Les prix de l’alimentation vont fortement augmenter

La dernière publication sur l’inflation en février 2022 de l’Insee, publiée le 15 mars 2022, montrait déjà une forte hausse des prix de l’alimentation en France. Alors que l’inflation s’est établie à 3,6% sur un an, l’alimentation a vu ses prix grimper de 2,1% tous types confondus, et même de 5,9% pour ce qui est des produits frais.

Mais entre-temps, la guerre en Ukraine s’est enlisée : les prix de l’énergie ont explosé comme ceux des produits utilisés par l’agriculture, notamment l’engrais. Les prix du transport, déjà élevés, ont également continué à augmenter. Et les deux pays en guerre, l’Ukraine et la Russie, sont de gros producteurs de céréales et autres produits agricoles, ce qui n’aide en rien la situation.

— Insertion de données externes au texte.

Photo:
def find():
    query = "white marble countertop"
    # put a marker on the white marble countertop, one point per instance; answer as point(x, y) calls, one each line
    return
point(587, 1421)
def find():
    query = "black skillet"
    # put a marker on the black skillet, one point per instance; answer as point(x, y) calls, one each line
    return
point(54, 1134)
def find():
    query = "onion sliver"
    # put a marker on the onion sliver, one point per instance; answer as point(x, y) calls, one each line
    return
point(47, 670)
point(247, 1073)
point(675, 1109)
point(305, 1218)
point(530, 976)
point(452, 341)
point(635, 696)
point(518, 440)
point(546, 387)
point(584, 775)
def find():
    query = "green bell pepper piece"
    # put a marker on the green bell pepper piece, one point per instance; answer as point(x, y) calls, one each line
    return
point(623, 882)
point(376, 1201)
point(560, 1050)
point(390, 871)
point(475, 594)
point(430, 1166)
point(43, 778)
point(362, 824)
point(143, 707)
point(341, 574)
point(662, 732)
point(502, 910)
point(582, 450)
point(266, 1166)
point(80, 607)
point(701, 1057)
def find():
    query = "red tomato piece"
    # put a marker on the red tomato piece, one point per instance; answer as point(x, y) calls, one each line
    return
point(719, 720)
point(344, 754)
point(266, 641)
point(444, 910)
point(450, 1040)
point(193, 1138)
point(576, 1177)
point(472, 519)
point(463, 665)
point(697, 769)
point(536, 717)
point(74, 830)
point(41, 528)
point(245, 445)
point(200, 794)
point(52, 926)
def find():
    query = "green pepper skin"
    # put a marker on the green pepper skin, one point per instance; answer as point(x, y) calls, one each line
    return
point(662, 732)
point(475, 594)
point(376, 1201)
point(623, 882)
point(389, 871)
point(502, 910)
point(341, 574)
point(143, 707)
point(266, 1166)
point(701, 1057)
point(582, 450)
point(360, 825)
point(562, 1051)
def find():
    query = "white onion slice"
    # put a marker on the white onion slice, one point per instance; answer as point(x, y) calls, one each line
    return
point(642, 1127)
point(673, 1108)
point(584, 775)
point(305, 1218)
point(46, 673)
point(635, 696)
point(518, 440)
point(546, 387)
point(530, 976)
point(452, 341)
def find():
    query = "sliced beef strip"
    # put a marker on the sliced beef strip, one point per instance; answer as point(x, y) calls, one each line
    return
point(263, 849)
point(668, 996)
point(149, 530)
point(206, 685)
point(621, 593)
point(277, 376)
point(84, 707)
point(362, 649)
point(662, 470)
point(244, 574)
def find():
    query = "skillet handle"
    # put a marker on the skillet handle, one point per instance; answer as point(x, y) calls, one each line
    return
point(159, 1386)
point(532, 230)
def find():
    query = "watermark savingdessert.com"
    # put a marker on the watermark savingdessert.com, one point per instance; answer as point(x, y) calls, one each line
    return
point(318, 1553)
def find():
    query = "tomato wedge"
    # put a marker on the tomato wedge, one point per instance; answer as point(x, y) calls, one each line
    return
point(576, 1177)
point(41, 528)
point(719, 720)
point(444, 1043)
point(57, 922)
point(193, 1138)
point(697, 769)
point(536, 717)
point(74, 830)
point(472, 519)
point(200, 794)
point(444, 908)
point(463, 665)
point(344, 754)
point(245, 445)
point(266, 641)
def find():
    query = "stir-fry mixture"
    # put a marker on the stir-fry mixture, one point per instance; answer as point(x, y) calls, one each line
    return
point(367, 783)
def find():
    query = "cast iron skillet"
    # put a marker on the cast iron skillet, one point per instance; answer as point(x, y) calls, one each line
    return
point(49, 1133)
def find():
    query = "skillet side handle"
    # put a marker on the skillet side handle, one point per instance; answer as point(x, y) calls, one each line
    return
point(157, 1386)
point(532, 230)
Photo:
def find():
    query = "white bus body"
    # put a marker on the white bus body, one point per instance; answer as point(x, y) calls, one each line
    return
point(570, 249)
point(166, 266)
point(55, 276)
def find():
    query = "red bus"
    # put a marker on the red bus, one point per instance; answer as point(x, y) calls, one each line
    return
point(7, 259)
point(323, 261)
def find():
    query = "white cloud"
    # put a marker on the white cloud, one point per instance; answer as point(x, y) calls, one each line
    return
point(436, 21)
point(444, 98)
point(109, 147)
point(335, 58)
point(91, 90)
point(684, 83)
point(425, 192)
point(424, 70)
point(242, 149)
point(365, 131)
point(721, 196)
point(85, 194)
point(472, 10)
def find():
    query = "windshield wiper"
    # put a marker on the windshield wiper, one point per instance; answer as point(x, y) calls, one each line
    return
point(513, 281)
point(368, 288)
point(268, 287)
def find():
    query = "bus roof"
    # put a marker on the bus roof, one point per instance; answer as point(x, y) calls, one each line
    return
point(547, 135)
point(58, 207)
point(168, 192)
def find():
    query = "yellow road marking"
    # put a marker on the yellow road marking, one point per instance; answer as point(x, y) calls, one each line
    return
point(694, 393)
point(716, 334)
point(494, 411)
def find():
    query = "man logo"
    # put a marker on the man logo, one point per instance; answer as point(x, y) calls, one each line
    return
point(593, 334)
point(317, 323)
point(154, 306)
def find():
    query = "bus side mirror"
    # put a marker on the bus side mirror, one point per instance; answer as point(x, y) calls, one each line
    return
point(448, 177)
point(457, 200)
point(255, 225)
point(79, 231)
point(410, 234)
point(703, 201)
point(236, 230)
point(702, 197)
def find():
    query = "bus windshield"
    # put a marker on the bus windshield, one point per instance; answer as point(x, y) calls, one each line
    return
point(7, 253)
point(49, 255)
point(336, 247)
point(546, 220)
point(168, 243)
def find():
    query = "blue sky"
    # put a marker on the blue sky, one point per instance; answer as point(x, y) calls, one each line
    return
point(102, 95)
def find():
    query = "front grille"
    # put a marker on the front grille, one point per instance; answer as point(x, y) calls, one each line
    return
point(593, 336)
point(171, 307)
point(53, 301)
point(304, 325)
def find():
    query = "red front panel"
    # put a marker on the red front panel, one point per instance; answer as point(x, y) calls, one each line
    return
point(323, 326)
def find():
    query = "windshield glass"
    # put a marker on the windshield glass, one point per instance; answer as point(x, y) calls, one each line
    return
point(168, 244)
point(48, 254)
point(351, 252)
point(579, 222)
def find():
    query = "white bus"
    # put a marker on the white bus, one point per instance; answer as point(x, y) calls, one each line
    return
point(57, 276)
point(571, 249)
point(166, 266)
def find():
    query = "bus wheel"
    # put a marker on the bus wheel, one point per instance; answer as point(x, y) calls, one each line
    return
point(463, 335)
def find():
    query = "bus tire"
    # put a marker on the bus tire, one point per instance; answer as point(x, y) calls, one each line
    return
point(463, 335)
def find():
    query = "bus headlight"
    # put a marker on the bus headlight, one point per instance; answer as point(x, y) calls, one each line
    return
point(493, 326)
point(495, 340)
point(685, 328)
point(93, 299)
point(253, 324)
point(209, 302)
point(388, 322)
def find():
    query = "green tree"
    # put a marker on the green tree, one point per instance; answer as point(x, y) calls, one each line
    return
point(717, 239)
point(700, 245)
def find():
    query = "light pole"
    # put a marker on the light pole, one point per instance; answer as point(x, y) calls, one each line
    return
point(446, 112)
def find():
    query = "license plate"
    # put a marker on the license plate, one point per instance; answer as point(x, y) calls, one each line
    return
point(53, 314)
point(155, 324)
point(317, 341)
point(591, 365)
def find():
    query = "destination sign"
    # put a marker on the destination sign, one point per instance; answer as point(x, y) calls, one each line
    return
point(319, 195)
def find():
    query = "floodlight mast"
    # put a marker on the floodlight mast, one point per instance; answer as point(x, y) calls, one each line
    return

Pas de « pénurie » mais des prix qui vont augmenter

Les professionnels du secteur, notamment les agriculteurs, les distributeurs et les industriels de l’agroalimentaire, sont à nouveau en discussions pour répercuter la hausse des prix de production sur les prix d’achat de matières premières et donc de vente. Julien Denormandie, ministre de l’Agriculture, a donc prévenu les ménages français sur RMC le 24 mars 2022 : « les prix vont augmenter ».

Si le ministre estime que le risque de pénurie n’existe pas en France, ou est tout du moins très faible, il s’inquiète pour les pays moins indépendants en termes de production alimentaire. Une inquiétude partagée par l’ONU qui juge qu’un risque de famine sur fond de hausse des prix alimentaires est possible dans de nombreux pays sous-développés et en voie de développement.

Le consommateur va donc devoir payer plus cher, ce qui va peser encore plus sur le budget des ménages déjà confrontés à une forte hausse des prix de l’énergie. Mais le ministre de l’agriculture estime qu’il « faut que les industriels, la grande distribution, jouent leur part » afin de réduire la hausse des prix de production.